In response to the federal government’s insistence on the non-payment of the lecturers over the industrial action, ASUU has asserted that the affected students may as well forget about unfinished academic sessions. Speaking with Channels TV, Osodeke said, “If we agree (to the government’s threat), therefore, the lectures we should have given (to students) for 2020/2021 and 2021/2022 [sessions], should be allowed to go, so we start a new session, 2022/2023, in September… When we go back today, we are going to start from the 2020/2021 session. For these two sets of students admitted by JAMB, we must teach them over these periods to ensure that we meet up with the system. So, we are going to do the backlog of the work we have left behind. We are not going to start today and say: ‘This session is 2022/2023. Therefore, all these two sets of people that have been admitted by JAMB are cancelled. We have to take another admission for the 2023/2024 session’.” What is clear from the present impasse is that it boils down to the lecturers’ emoluments without any pretension that their “Aluta” is for better funding and improvement of dilapidated infrastructure in the universities.

This current stand-off has thrown up a situation where it will either be no-work-no-pay or no-pay-no-work. Yet, a simple transposition of the words in both phrases presents them as the same. The government’s no-work-no-pay policy on lecturers and ASUU’s no-pay-no-work also align in leaving students with the shortest end of the stick! Naija News vehemently repudiates this exploitation of young citizens who could be the country’s greatest contribution to the world. Only recently, an alumnus, Dr. Philip Ozuah, who now owns a chain of hospitals in the United States, donated USD1million to the University Medical College, Ibadan. Most of the chief execs of blue chip companies in America’s Silicon Valley, as well as the head of the IMF, are Indians who obtained their first degrees from Indian universities. How can this be the lot of Nigerian youth if the federal government and ASUU continue this Russian roulette with the country’s future?

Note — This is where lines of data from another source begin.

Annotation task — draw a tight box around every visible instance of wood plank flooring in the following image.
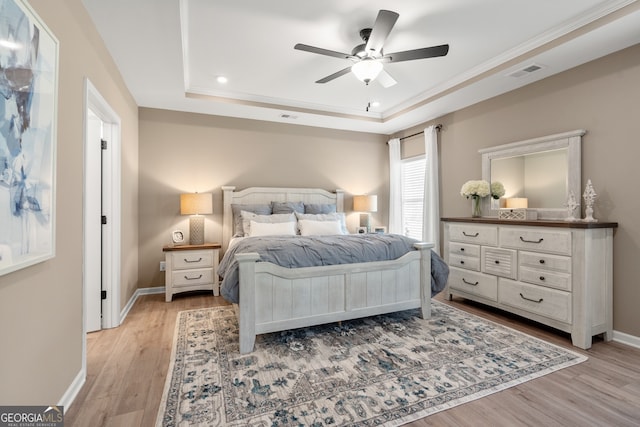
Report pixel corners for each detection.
[65,293,640,427]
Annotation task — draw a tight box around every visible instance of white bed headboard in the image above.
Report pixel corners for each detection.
[222,186,344,252]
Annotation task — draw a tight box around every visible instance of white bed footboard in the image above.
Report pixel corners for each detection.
[236,243,433,353]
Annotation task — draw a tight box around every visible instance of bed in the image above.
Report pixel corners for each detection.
[219,186,448,353]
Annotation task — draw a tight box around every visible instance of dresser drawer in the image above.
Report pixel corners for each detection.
[500,227,571,255]
[449,254,480,271]
[448,267,498,301]
[449,242,480,258]
[498,279,572,323]
[172,268,213,287]
[449,224,498,246]
[171,251,214,270]
[482,246,518,279]
[520,267,571,291]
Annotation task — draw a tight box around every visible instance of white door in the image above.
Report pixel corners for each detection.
[84,109,102,332]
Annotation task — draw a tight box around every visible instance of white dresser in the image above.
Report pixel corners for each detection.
[442,218,618,349]
[162,243,221,302]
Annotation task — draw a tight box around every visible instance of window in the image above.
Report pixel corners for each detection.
[400,156,426,240]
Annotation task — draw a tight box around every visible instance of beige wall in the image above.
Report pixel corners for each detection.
[398,45,640,337]
[0,0,138,405]
[139,108,389,287]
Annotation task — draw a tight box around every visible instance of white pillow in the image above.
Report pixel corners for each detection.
[240,211,296,237]
[295,212,349,234]
[249,221,296,237]
[298,219,343,236]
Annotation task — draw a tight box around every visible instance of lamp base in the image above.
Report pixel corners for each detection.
[360,213,371,233]
[189,215,204,245]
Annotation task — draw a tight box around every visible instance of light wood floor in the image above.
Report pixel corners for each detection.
[65,294,640,427]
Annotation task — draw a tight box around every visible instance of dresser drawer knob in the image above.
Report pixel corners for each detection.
[520,236,544,243]
[520,292,544,304]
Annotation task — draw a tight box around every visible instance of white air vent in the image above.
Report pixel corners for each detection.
[507,64,545,78]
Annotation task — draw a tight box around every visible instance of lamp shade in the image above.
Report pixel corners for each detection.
[351,58,383,84]
[353,195,378,212]
[180,193,213,215]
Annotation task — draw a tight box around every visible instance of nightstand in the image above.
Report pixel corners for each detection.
[162,243,221,302]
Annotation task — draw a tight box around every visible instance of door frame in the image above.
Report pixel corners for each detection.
[82,78,121,336]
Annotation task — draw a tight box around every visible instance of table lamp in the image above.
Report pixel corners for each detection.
[180,193,213,245]
[353,195,378,233]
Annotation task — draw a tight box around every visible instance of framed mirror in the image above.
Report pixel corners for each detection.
[479,129,586,219]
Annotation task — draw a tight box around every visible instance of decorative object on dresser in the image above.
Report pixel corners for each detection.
[460,180,491,218]
[162,243,221,302]
[353,195,378,233]
[498,197,538,221]
[564,190,580,221]
[582,179,598,222]
[442,218,618,349]
[156,301,587,427]
[180,193,213,245]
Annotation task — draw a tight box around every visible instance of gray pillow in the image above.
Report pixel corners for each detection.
[231,203,271,237]
[304,203,337,215]
[271,202,304,214]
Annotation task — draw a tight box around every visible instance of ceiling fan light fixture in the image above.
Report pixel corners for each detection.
[351,59,383,84]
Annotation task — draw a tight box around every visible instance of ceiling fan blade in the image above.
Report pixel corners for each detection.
[382,44,449,62]
[366,9,400,53]
[316,67,351,83]
[293,43,359,59]
[376,70,398,88]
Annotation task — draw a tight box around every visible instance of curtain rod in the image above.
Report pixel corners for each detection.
[399,124,442,141]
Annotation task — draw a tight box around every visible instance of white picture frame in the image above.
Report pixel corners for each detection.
[0,0,59,276]
[171,230,184,245]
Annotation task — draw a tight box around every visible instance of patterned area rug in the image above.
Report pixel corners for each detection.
[157,301,587,427]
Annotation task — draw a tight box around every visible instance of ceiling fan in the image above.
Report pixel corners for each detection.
[293,9,449,87]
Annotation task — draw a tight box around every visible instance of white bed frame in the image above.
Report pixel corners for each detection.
[222,186,433,353]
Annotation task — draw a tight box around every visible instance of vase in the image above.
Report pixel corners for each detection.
[471,196,482,218]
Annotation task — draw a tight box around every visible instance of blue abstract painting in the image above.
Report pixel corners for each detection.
[0,0,58,275]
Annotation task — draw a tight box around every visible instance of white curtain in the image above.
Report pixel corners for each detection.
[389,138,404,234]
[424,126,440,254]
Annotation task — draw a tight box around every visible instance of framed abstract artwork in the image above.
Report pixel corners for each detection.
[0,0,58,275]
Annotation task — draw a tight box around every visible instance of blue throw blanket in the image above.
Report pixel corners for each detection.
[218,234,449,303]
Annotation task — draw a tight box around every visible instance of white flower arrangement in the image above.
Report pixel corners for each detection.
[460,180,491,199]
[491,181,504,200]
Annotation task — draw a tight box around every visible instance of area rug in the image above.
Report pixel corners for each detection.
[157,301,587,427]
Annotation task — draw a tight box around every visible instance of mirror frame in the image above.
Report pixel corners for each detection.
[479,129,587,219]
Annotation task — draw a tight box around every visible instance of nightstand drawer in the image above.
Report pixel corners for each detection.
[171,250,214,270]
[172,268,213,286]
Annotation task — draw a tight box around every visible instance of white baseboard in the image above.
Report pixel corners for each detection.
[120,286,164,324]
[58,368,87,412]
[613,331,640,348]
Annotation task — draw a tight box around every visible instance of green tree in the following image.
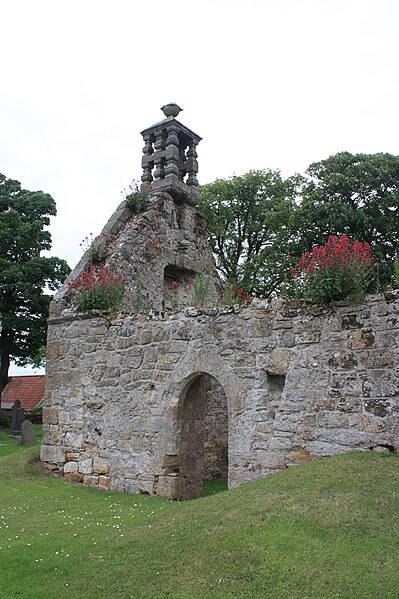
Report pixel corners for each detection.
[0,174,70,408]
[199,170,300,297]
[291,152,399,284]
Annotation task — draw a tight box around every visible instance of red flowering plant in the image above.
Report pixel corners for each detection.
[288,235,374,304]
[222,283,252,306]
[68,264,123,312]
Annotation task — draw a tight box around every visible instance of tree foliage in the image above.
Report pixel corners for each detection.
[292,152,399,284]
[0,175,69,394]
[199,170,298,296]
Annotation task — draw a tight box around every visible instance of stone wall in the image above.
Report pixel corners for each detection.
[41,293,399,498]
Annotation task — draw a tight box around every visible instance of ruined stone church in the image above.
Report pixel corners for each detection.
[41,104,399,499]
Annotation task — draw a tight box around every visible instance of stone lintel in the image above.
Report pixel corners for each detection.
[141,116,202,143]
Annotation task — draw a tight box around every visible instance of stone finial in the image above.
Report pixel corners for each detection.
[141,103,201,206]
[161,102,183,118]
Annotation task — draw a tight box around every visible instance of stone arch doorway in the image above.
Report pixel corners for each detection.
[178,372,228,499]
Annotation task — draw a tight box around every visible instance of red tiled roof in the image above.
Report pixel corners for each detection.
[1,374,44,411]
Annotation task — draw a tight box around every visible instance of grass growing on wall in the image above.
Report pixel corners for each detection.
[0,424,43,460]
[0,438,399,599]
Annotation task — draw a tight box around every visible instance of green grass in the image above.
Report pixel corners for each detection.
[0,434,399,599]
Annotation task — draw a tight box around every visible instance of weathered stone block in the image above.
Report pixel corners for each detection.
[64,462,78,474]
[83,474,99,487]
[79,458,93,474]
[65,433,83,448]
[42,407,58,424]
[93,456,109,474]
[64,472,84,483]
[40,445,65,464]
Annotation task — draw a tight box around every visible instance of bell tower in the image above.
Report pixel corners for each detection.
[141,104,201,206]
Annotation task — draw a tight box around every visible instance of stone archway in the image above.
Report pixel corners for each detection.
[178,373,228,499]
[158,349,246,499]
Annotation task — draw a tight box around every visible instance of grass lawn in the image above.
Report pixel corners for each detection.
[0,428,399,599]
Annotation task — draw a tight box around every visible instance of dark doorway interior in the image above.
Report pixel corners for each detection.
[180,373,228,499]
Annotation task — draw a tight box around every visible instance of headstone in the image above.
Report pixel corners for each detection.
[9,399,21,433]
[21,420,36,445]
[11,408,25,437]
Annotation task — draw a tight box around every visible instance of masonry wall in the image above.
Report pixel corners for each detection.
[41,293,399,497]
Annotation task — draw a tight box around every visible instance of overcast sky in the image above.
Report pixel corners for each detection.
[0,0,399,374]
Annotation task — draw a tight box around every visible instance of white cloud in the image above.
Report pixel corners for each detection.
[0,0,399,376]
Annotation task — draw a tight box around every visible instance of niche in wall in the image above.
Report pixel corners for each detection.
[163,265,195,310]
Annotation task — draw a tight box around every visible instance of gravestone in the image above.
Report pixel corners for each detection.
[11,408,25,437]
[9,399,21,434]
[21,420,36,445]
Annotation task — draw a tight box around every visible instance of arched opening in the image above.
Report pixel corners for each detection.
[179,373,228,499]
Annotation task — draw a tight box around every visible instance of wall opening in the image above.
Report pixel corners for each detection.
[163,265,195,310]
[179,373,228,499]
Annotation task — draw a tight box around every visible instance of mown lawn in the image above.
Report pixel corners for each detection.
[0,428,399,599]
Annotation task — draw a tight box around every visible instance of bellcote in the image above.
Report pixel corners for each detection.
[141,104,201,206]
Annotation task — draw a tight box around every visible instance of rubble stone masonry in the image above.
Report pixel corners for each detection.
[41,292,399,498]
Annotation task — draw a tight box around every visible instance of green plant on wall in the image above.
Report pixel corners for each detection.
[79,233,114,265]
[193,269,211,308]
[392,254,399,289]
[122,181,152,214]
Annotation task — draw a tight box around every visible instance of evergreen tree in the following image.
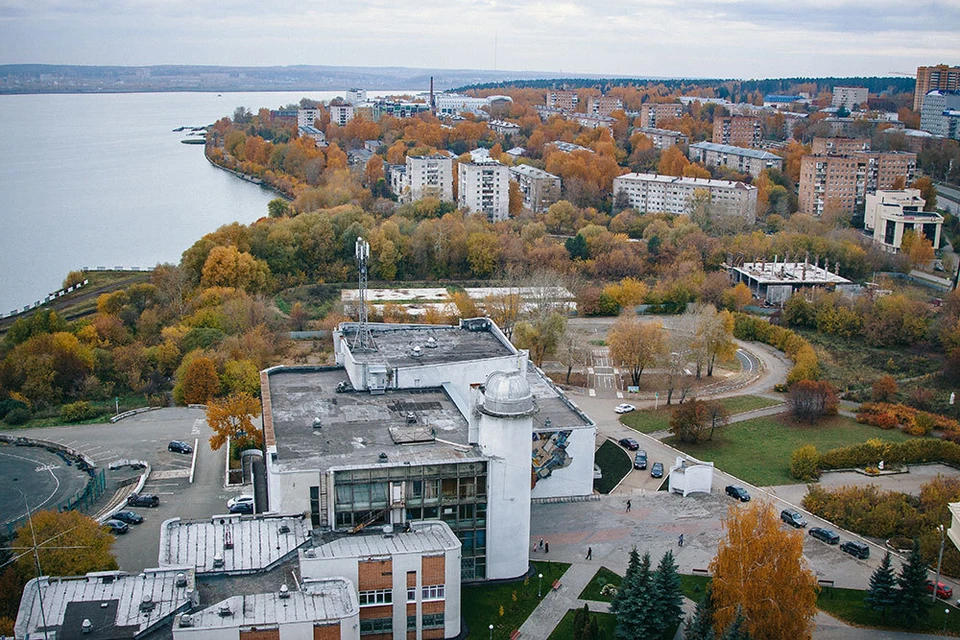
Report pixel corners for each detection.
[650,550,683,636]
[895,544,930,627]
[863,551,897,620]
[683,584,717,640]
[610,547,654,640]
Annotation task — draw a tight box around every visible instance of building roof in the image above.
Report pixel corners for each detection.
[690,142,783,161]
[14,569,196,640]
[300,520,460,562]
[159,514,310,574]
[174,577,360,629]
[267,368,482,472]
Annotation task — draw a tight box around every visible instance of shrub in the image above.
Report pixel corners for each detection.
[60,400,100,422]
[790,444,820,482]
[3,407,31,426]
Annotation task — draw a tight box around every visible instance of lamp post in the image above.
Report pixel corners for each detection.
[933,524,947,603]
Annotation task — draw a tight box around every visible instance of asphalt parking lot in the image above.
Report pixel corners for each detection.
[0,408,250,573]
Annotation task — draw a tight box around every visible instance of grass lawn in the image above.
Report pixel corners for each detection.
[620,396,780,433]
[664,415,910,486]
[817,587,960,636]
[593,440,633,493]
[461,562,568,640]
[579,567,623,602]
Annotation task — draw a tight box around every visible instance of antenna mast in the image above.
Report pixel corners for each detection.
[352,238,377,351]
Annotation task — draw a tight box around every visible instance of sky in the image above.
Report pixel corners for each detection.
[0,0,960,78]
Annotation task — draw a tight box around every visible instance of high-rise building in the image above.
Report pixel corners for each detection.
[913,64,960,112]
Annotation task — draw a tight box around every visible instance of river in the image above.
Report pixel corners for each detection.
[0,91,404,314]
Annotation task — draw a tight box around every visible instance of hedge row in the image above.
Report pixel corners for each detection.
[733,313,820,385]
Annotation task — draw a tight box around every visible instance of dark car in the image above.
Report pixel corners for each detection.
[103,520,130,535]
[810,527,840,544]
[127,493,160,507]
[927,580,953,600]
[726,484,750,502]
[113,511,143,524]
[780,509,807,529]
[633,449,647,469]
[840,540,870,560]
[167,440,193,453]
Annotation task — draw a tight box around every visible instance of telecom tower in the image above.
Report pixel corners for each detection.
[351,238,377,351]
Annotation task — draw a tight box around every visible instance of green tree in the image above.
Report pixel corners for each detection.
[863,551,897,620]
[892,544,930,627]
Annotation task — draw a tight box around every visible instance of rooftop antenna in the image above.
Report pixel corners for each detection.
[352,238,377,351]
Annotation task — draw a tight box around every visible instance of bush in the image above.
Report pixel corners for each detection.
[3,407,32,426]
[790,444,820,482]
[60,400,100,422]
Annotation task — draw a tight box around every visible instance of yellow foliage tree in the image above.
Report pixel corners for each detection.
[710,501,819,640]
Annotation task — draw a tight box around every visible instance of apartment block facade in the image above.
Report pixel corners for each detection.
[913,64,960,112]
[713,116,763,147]
[640,102,683,127]
[457,160,510,222]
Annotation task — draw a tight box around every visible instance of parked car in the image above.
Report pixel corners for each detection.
[113,511,143,524]
[633,449,647,469]
[127,493,160,507]
[840,540,870,560]
[227,495,253,513]
[726,484,750,502]
[780,509,807,529]
[927,580,953,600]
[103,519,130,536]
[167,440,193,453]
[810,527,840,544]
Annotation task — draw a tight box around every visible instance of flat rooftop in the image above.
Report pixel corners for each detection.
[269,368,476,471]
[340,320,517,368]
[159,514,310,574]
[174,577,360,629]
[14,569,196,640]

Nigerian students have suffered enough from incessant strikes, and both parties must spare a thought for them and their long-suffering parents. As if their travail is not enough, Minister Adamu even wants them to drag ASUU to court and, by so doing, expose themselves or their children to vicious witch-hunting that won’t allow them to graduate or be admitted into any other public university when rusticated. Of course, the no-work-no-pay rule has been in the country’s statute books since the 1990s, but when negotiating an end to a prolonged strike, trade unions always flash the “non-victimization” clause. We call on the Buhari government to be sure it wants to end this trend. Else it should back down now lest there will be a situation where the ongoing strike unduly lingers, only for ASUU to be eventually pardoned like JOHESU was.

Advertisement

Regrettably, the collective interest of Nigerian students has been thrown out of the window. With an academic session already lost and distractions at every turn, these undergraduates would have forgotten what they were taught before the strike. When called off, we demand that these students be given a refresher on previous lectures, rather than having to skip a semester’s or session’s course works, as ASUU is threatening against the no-work-no-pay. It’s counterproductive for the government to go this route, especially as funds for the withheld salaries are already budgeted, disbursed, and now accruing interests in various banks. As ASUU checkmates the government with their no-pay-no-work, Naija News expects that should the government succumb, they will be conscientious enough not to rush the poor students through the syllabus or make them immediately sit for examinations in a bid to meet up with the calendar. In the final analysis, this newspaper demands that when embarking on prolonged strikes, the organized labour must be ready to pay members’ salaries. After all, trade unions in other jurisdictions maintain a strike fund from where their members draw salaries whenever they down tools.